At a coffee shop meeting with reporters Friday, Ulmer, Alaska's lieutenant governor, and Hall, a previously unaffiliated businessman and activist, said they will run campaigns with separate budgets and schedules.
But Ulmer said she will work closely with Hall in the months leading up to the primary Aug. 27.
''The more we talk about the issues and priorities for the state of Alaska, the more confident I feel about Ernie,'' Ulmer said.
Hall announced this week he was changing from nonpartisan to registered Democrat and that he would seek the lieutenant governor's job.
The other Democrat in the race is Anchorage longshoreman Scott Heyworth, the chief sponsor of a ballot initiative to create an authority that could build a natural gas pipeline from the North Slope to Valdez.
''I have never received a phone call from Scott,'' Ulmer said. ''I would have to say the communication with Scott is not as good as the communication I've had with Ernie.''
Hall resigned from the state Board of Education to run for office. In recent months, he met with Ulmer on several occasion to discuss state issues.
Ulmer didn't encourage him to run so much as try to let him know what he was getting into, Hall said.
Hall said he was not planning to run for office until he detected that the Legislature may not take action this year on closing the gap between state income and spending. Fiscal solutions have been introduced but they may go nowhere, he said.
In the past, Hall said, people assumed he was a Republican. He said party politics did not figure into his activities so much as trying to do the right thing for Alaska.

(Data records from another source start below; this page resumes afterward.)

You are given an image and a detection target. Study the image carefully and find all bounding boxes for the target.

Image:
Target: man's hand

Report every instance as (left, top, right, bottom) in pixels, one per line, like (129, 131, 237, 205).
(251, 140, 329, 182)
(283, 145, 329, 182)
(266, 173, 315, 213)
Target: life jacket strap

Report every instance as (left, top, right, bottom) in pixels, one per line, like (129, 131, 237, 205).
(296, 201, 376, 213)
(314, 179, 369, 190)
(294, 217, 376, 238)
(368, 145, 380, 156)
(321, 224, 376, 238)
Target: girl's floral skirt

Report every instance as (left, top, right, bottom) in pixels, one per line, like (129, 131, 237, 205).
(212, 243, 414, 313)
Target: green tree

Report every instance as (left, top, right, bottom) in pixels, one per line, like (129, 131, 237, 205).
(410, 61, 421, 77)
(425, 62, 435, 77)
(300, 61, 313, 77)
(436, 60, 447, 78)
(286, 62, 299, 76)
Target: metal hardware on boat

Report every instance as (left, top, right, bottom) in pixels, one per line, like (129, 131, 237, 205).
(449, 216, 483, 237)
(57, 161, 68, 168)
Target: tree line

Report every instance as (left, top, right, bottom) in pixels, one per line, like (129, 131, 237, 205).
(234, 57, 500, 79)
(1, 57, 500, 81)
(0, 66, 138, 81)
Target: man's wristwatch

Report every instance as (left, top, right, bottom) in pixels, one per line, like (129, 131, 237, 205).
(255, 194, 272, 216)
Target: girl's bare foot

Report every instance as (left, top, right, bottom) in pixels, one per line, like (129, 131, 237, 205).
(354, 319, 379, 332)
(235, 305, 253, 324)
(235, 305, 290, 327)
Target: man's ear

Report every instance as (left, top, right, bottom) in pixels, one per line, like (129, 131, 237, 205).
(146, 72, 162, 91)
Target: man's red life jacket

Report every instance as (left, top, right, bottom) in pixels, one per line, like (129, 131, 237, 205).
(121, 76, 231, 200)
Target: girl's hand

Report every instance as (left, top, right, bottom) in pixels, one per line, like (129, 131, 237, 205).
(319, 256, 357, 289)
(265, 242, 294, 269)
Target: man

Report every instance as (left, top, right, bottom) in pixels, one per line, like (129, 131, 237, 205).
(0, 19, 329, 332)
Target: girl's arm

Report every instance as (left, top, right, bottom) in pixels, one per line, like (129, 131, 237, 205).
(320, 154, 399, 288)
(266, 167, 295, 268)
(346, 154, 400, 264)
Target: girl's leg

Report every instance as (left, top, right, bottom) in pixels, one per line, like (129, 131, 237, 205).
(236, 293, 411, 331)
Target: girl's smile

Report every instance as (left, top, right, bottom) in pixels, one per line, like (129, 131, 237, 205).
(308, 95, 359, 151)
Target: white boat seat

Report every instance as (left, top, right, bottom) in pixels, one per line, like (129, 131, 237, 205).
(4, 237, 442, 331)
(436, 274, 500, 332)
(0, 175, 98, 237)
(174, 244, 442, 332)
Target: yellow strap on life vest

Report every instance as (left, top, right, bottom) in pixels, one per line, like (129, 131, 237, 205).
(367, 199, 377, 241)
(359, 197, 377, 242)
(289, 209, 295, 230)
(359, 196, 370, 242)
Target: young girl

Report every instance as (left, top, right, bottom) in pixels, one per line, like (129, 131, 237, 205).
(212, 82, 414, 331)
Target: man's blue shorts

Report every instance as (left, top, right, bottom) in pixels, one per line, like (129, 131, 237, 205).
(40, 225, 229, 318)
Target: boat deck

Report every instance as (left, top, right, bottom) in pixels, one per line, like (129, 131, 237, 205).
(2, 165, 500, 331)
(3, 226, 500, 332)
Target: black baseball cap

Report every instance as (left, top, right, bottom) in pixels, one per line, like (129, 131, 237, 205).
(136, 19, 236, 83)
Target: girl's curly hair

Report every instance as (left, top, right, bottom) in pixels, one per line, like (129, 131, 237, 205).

Ulmer said Hall would bring gender and geographic balance to the ticket. As for Hall declaring a party affiliation only this week, Ulmer said, she had nearly the same experience as a nonpartisan mayor of Juneau before she declared her candidacy for state House in 1986.
Ulmer does not expect a high profile Democrat to jump into the lieutenant governor's race between now and the primary.
''I really would be surprised if that happened,'' she said.
Hall and his family operate a furniture manufacturing business.
Hall also resigned as chairman of Alaskans United, an organization derived from the group that successfully fought an initiative to cap property taxes two years ago.